Hoffman was found dead in his bathroom a week ago with 73 bags of heroin scattered around his West Village apartment.
But Vineberg, 57, denied supplying him with the drugs that killed him. When The Post asked if he had ever sold Hoffman drugs, he refused to answer.
He said he was devastated by Hoffman's death and offered his condolences to his family.
He suggested his brief stint off the drugs may have made him more susceptible to overdose.
"When you're clean for that long of a time, your body can't take as much," Vineberg said. "Your body doesn't have the tolerance."
He added: "He was a hard-core addict."
He is convinced that Hoffman was injecting 10 bags a day.
"How much was he found with? Seventy bags. You do the math ... That's a one-week supply," he said.
NYPD sources told the Post the estimate - about twice that of an average junkie - was about right.
Vineberg was also a drug user and the pair battled with their addiction together, he said.
Vineberg managed to stay clean for a week at a time between relapses and said he and Hoffman would text back and forth, to keep one another on the straight and narrow.

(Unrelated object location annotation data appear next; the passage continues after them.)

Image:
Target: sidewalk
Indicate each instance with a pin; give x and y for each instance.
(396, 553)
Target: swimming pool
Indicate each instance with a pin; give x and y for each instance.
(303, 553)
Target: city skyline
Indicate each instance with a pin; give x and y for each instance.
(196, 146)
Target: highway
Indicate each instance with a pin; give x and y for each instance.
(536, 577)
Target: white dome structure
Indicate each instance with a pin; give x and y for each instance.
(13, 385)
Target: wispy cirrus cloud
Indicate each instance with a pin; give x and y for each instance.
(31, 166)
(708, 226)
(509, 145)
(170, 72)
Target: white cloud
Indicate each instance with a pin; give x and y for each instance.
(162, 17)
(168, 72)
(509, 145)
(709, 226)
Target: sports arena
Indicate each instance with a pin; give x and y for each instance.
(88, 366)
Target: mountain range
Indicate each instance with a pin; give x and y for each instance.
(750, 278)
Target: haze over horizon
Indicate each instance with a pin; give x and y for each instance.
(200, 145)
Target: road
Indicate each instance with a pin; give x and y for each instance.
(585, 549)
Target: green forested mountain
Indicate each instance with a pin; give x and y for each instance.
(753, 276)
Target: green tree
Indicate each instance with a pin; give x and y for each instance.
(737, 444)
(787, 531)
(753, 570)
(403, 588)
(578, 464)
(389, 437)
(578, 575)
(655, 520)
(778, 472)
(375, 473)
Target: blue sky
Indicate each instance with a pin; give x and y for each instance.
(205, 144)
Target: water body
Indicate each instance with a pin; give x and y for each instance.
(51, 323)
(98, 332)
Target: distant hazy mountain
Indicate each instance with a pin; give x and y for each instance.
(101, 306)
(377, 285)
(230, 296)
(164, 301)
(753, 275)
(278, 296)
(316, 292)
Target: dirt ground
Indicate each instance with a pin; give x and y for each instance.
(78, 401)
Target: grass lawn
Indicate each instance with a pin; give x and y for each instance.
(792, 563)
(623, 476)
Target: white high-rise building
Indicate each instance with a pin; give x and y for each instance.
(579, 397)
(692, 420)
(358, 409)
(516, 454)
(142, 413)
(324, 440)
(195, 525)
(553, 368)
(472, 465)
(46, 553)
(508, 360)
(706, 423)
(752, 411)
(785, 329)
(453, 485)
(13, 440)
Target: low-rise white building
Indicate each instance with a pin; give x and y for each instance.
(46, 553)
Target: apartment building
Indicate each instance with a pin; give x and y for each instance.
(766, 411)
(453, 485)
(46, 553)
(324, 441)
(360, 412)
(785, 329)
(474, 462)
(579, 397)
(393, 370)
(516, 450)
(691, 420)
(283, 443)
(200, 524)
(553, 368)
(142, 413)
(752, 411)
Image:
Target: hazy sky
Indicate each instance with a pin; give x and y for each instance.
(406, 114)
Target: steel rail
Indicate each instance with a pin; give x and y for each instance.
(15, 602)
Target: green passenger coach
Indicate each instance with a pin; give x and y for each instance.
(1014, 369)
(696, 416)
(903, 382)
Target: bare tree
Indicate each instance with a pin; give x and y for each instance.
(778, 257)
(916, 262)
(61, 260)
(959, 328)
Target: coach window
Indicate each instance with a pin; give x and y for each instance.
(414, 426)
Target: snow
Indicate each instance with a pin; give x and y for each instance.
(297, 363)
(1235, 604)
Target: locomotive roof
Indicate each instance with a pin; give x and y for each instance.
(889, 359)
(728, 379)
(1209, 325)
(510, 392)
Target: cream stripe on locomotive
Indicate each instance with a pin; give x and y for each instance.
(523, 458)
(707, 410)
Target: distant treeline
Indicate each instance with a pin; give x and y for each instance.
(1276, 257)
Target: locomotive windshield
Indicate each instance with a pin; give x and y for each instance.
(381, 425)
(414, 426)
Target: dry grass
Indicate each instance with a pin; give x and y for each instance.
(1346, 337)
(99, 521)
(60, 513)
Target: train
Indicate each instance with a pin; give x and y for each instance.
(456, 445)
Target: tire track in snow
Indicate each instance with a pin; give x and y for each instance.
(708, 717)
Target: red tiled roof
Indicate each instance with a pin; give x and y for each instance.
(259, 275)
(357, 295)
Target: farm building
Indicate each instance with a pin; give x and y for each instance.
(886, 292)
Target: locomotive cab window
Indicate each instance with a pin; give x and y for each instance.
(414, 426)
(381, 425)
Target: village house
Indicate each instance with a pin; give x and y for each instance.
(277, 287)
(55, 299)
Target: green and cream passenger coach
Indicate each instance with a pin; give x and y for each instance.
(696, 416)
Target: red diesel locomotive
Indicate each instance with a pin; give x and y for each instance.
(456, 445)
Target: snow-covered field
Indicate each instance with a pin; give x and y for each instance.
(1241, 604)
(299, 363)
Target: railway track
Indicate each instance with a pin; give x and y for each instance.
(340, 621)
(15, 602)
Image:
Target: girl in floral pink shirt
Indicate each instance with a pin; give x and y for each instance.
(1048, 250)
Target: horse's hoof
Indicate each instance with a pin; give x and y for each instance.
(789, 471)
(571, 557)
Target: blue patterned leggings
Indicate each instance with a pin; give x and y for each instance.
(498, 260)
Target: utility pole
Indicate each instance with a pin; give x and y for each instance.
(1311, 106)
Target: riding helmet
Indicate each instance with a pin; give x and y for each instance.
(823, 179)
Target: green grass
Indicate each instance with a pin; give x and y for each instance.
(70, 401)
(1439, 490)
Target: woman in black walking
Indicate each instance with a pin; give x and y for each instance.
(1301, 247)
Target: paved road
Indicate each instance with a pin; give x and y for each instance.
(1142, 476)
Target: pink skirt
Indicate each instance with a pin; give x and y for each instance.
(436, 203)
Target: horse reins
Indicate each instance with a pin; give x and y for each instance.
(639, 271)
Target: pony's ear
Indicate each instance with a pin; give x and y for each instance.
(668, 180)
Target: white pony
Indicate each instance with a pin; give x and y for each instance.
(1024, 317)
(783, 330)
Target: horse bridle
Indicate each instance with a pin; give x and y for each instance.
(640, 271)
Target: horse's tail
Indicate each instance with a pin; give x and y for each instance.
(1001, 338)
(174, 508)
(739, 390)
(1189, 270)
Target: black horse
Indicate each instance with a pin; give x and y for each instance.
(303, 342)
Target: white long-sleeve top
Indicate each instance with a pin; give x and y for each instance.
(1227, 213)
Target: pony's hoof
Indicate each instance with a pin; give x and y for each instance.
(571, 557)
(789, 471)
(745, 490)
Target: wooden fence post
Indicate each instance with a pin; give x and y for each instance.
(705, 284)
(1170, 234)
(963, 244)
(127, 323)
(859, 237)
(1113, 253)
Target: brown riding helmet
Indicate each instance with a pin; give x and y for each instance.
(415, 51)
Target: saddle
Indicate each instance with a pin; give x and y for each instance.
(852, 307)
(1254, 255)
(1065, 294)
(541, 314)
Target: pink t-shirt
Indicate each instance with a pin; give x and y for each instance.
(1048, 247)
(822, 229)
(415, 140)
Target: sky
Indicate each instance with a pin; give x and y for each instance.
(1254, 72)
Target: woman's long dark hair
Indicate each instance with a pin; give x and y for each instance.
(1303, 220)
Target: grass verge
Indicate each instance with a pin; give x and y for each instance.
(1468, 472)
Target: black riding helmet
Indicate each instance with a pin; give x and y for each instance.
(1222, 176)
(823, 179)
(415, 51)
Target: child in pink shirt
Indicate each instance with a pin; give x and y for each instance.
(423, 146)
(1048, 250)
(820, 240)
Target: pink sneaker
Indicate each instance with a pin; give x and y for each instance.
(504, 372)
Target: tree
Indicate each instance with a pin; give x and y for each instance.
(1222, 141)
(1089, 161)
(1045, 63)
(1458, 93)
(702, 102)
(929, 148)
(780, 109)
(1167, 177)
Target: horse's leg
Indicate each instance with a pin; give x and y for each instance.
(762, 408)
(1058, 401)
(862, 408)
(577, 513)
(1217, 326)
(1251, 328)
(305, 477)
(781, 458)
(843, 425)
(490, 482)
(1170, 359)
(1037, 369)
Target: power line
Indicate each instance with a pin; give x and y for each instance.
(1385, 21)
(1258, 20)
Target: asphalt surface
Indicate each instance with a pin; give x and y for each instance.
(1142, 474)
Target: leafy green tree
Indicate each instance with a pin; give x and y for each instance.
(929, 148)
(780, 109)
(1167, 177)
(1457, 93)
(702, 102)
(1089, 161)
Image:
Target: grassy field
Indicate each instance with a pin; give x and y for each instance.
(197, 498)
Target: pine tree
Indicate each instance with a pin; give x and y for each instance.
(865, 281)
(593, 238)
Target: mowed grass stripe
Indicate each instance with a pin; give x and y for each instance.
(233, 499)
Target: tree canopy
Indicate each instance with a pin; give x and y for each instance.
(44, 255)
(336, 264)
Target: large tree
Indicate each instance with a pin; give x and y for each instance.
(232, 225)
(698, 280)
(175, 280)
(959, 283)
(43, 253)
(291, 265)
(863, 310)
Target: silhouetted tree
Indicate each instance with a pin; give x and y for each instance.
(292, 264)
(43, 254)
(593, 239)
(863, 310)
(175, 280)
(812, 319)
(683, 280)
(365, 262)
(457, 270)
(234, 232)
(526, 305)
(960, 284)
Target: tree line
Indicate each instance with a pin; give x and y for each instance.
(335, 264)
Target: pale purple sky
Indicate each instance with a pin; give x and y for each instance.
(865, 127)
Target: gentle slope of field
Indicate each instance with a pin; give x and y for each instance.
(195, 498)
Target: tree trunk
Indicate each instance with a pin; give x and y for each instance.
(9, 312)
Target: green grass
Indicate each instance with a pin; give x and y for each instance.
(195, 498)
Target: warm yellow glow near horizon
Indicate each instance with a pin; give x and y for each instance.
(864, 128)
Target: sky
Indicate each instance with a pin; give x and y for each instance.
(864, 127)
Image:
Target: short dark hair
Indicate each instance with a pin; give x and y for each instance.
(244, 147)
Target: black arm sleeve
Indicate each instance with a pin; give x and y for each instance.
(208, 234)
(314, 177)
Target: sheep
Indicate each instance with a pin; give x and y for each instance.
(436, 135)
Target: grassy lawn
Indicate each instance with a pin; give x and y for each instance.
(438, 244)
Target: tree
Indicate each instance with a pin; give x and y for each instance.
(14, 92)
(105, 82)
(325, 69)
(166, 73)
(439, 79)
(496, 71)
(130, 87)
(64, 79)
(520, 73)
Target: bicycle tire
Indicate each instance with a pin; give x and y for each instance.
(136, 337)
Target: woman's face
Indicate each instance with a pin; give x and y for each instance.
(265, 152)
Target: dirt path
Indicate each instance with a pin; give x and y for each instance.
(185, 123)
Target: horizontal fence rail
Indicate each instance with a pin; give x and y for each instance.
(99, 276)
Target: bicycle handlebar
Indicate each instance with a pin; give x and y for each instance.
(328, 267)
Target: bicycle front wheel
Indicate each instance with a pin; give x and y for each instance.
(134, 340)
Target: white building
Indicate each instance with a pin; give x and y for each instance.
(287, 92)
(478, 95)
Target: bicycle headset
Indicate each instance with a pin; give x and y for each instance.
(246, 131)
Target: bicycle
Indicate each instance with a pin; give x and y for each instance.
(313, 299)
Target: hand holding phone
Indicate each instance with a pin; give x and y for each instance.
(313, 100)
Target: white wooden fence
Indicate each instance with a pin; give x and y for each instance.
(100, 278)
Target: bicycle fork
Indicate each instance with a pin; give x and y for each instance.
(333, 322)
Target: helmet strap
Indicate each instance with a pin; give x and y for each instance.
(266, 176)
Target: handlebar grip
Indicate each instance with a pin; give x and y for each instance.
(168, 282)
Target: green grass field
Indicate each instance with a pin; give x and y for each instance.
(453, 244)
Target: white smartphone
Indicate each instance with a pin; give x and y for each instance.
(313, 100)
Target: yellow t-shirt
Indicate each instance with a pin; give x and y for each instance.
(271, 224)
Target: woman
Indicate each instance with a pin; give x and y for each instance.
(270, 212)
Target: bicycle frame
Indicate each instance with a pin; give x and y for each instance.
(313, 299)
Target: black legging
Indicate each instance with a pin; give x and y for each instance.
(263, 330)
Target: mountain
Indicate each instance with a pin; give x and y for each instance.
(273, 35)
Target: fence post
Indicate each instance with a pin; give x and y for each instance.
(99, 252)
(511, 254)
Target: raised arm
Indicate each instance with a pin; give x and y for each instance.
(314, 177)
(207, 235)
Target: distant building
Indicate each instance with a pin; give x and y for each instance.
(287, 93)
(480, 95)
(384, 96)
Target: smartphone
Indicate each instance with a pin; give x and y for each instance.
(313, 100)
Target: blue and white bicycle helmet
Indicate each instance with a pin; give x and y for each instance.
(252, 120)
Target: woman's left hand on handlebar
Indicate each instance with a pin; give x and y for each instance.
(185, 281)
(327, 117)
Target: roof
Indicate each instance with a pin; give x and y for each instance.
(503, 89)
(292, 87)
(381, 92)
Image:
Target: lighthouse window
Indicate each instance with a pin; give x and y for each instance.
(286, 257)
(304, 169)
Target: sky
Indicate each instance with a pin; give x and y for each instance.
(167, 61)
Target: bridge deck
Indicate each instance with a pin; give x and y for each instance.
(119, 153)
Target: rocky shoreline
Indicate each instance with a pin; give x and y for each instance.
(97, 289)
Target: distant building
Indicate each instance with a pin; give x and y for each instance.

But they fell out of touch late last year.
Vineberg was charged with felony drug possession and was one of three dealers charged in connection with Hoffman's death. A young couple who lived next door to Vineberg's Mott Street apartment, where cops seized 300 bags of heroin, were charged with misdemeanour cocaine possession.
Wearing a gray prison jumpsuit, Vineberg told The Post he's a scapegoat in the case.
His attorney insists there is no evidence to suggest Vineberg supplied Hoffman with the deadly narcotics and claims the pair "were true friends who had bonded over and struggled with the dangerous use of narcotic drugs".